Photo of Crystal Dillman by Jacqueline Dormer, The Republican Herald.

In David Turnley’s “Shenandoah“, a small town in eastern Pennsylvania is forced to deal with the fallout of a murder committed by several of its HS football players.  In July 2008, Luis Ramirez, an undocumented immigrant from Iramurco, Mexico was chased, beaten, stomped and killed by a group of white teenage boys shouting racial slurs.  The local police in the tight-knit town covered up the crime, not even investigating it.

Turnley has a gift for getting people to open up and speak freely to him—a testament to his many years of experience as a photojournalist covering all sorts of conflicts around the world—and their words show us the racism and fear inherent in this dying, former coal town.

The glue that binds this town is its love of football, something many small American towns have in common.  That the best of their HS football players killed Luis Ramirez casts a pall over everyone’s lives.

The film introduces us to people all over Shenandoah: other football players, their parents, and townspeople.  Their insular community makes it impossible for them to face the truth of their own racism.  In fact one parent denies her son (Brian Scully, also involved in the killing who spoke on camera) is a racist, because he has a close “colored” friend.  Yikes!

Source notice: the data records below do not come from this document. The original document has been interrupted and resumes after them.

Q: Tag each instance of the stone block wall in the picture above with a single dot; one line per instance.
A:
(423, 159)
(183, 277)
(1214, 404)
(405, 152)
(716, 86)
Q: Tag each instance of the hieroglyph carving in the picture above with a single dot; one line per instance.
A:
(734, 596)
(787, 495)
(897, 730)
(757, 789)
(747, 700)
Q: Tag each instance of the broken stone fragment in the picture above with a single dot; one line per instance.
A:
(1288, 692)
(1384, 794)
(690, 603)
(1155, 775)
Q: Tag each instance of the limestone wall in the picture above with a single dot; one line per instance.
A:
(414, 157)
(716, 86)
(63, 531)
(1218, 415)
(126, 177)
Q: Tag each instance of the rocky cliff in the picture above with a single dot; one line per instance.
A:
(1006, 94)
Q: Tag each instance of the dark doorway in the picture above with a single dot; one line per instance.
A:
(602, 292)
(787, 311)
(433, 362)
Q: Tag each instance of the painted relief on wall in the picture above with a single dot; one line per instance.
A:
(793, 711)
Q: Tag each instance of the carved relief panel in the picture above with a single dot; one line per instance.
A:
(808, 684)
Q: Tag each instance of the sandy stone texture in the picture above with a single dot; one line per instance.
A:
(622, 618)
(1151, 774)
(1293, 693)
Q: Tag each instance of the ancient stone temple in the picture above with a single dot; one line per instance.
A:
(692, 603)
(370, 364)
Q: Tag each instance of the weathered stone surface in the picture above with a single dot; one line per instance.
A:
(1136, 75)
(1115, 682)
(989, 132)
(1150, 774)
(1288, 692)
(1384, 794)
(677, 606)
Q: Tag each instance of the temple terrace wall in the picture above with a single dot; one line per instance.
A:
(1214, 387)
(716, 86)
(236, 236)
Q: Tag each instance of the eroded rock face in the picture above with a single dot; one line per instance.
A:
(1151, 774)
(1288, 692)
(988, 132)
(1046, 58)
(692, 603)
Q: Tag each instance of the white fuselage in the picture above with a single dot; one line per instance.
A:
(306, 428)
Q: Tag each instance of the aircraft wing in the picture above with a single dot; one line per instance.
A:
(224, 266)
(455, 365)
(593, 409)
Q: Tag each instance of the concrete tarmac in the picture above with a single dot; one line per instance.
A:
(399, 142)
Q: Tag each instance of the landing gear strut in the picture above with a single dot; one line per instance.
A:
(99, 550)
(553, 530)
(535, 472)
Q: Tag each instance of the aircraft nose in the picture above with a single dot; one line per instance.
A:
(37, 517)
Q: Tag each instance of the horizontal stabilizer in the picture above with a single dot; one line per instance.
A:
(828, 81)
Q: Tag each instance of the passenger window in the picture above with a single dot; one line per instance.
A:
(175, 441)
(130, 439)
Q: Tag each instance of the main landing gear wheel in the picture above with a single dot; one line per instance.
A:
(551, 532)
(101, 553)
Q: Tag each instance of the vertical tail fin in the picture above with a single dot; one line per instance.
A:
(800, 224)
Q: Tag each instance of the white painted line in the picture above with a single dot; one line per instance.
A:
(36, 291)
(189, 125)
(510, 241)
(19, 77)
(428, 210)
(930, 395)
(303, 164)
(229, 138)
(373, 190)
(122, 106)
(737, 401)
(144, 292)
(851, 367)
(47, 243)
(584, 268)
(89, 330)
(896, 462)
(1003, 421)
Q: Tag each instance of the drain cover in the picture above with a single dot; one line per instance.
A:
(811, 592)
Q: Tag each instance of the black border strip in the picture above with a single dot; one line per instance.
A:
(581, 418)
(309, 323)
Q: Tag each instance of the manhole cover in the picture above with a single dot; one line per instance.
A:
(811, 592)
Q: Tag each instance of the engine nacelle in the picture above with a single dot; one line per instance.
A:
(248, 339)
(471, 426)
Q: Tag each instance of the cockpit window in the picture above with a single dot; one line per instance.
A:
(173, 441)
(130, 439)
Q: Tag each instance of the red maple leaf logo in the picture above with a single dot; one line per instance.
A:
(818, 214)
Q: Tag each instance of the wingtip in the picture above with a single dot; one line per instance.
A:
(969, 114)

I found it interesting that throughout the film the murder is referred to as “the incident.” Everyone denies being racist, yet rails against the Mexican immigrants coming to their town, working low wage farm and factory jobs.  And while the town was built historically by immigrants—German, Lithuanian, English, and Irish among others—that connection is lost on the current residents. With no economic prospects of their own, they lash out with the kind of anger exploited so well by many in our current political climate.

I didn’t even think of him as a person,” says Brian Scully. Growing up in an insular community, where everyone knows everyone, new people (especially of other races) are viewed as the “other.” There is only one person in town, a former police officer from Philly, Eileen Burke, who calls the death a murder.

After a town trial, the two teens indicted are set free, convicted of only “simple assault.”  It isn’t until the federal government steps in that justice is finally done.  Two of the killers are convicted and sent to prison, and three police oficers are also convicted of obstruction of justice and sent the prison for their roles in covering up the murder and lying to the FBI.

For Turnley, another photographer turned filmmaker, his reasons for making this documentary were simple: “I wanted to learn what happened, so that we could learn. (To) try to understand why good people can hate, and whether they have the potential to change.  I don’t judge a person by their one worst act.”

Shenandoah is a well-balanced, well paced film that relies on the town’s people to tell the story. Turnley doesn’t push you one way or the other, he allows you to understand the underlying distress of Shenandoah, without keeping too much of a distance.  You can’t help but feel the fear and hopelessness of a town that has no future, and has lost its past.  And while football acts as the tie that binds, it is clear people realize they have lost the world they grew up in.

Towards the end of the film we see students and townspeople take to the streets for a march against racism, and you feel as if, even with baby steps, that minds are perhaps changing.  The parents of Brian Scully actually acknowledge that if there were a way to make a better life for their family, they would take the chance to make it happen.  That is a monumental recognition for them of the exact reason why people leave Mexico for the U.S.

Other than the fact that I felt there was too maybe too much use of so many types of music in the film, I was riveted by the story, the people, and the film itself.  It’s not easy to make an engrossing documentary, and David Turnely has done that, building enough tension to make you want to know whether any justice was served. And especially after our divisive election, it is an important tale to tell: of racism, of desperation and of a little bit of redemption.